Background/Objective

The National Oceanic and Atmospheric Administration provides a variety of data pertaining to the climate, ocean, and atmosphere, including historical data of storms in the US.

This case study uses the International Best Track Archive for Climate Stewardship (IBTrACS) Storm data collected by NOAA https://www.ncdc.noaa.gov/ibtracs/index.php. The IBTrACS data is then joined with spatial world and US state data to create visuals that track past hurricanes, and to determine which states experience the most storms.

Data

data(world)
data(us_states)

setwd("/Users/kyra//08b_data")
storm_sf <- read_sf("IBTrACS.NA.list.v04r00.points.shp", quiet = T,  stringsAsFactors = FALSE)

Method

First the data was filtered for storms from 1950-present, then mutate_if was used to convert values of -9999.0 in all numeric columns to NA. Additonally, a column for decades was added. Finally, st_bbox was used to identify the bounding box of the storm data, which was then saved to the object region.

storm_sf <- storm_sf%>%
  filter(SEASON >= 1950)%>%
  mutate_if(is.numeric, function(x) ifelse(x==-9999.0,NA,x))
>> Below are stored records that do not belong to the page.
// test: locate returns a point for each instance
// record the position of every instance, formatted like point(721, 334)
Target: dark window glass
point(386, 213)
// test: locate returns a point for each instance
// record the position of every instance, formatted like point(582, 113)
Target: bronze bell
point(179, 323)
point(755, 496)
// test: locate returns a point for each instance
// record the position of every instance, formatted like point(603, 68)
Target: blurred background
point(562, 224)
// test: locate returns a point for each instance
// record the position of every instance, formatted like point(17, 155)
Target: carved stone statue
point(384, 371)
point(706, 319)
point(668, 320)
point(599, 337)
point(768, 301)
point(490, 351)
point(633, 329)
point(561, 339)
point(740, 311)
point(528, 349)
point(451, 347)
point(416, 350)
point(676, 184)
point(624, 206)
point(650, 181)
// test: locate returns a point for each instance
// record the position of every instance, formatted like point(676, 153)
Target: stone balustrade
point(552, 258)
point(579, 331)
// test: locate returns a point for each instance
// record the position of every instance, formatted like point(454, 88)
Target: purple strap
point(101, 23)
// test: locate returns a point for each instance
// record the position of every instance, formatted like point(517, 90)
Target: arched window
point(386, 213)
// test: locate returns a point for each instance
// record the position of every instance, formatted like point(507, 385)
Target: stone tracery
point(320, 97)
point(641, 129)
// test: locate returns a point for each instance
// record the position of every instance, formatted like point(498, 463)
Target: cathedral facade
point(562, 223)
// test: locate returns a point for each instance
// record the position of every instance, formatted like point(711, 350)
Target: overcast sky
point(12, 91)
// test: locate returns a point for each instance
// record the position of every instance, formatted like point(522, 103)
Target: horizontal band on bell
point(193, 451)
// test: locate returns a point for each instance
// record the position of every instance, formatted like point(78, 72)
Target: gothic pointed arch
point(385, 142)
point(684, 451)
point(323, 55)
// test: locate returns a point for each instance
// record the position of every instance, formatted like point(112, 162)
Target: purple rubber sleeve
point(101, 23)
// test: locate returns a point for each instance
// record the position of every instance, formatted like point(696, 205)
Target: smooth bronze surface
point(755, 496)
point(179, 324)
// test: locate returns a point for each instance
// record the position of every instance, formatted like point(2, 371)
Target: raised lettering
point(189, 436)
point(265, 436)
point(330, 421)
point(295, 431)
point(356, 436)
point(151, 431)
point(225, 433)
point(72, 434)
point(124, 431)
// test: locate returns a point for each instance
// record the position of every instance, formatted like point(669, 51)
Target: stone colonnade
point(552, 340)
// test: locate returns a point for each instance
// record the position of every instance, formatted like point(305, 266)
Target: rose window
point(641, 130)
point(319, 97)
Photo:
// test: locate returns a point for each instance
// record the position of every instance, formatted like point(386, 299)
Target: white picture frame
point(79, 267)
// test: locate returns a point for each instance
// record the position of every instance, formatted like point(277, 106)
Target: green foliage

storm_sf_decade <-storm_sf%>%
  mutate(decade=floor(SEASON/10)*10)

region <- st_bbox(storm_sf)

Results

The following graph displays storm paths by decade, from 1950-2020.

crop_world <- st_crop(world, region)

ggplot()+
  geom_sf(data=crop_world)+
  stat_bin2d(data=storm_sf_decade, aes(y=st_coordinates(storm_sf_decade)[,2], x=st_coordinates(storm_sf_decade)[,1]), bins=100)+ 
  facet_wrap(~decade)+
  scale_fill_distiller(palette="YlOrRd", trans="log", direction=-1, breaks= c(1,10,100,1000))

The table below dislays the top five states which experienced the most storms from 1950-present.

storm_crs <- st_crs(storm_sf)

states <- st_transform(us_states, storm_crs)

states <- states %>%
  rename(StateName=NAME)

storm_states<- st_join(storm_sf_decade, states, join = st_intersects,left = F)

storm_states<- storm_states %>%
  group_by(StateName)

storms_by_state <- storm_states %>% 
  summarise(n=length(unique(SID)))

storms_by_state <- arrange(storms_by_state, desc(n))

top_5_states<- slice(storms_by_state, 1:5)

stormiest_states <- top_5_states%>%
  st_set_geometry(NULL)%>%
  knitr::kable()

stormiest_states
StateName n
Florida 131
North Carolina 84
Texas 69
Georgia 68
Louisiana 63

Conclusion

Using the IBTrACS storm data from NOAA, I was able to create a visual that is historically informative and displays the paths of various storms in the US from 1950-present. Additionally, in joining the NOAA IBTrACS storm data and spatial data for the US states, I was able to determine that FLorida, North Carolina, Texa, Georgia, and Louisisana, have experienced the most storms, historically out of all the states in the US.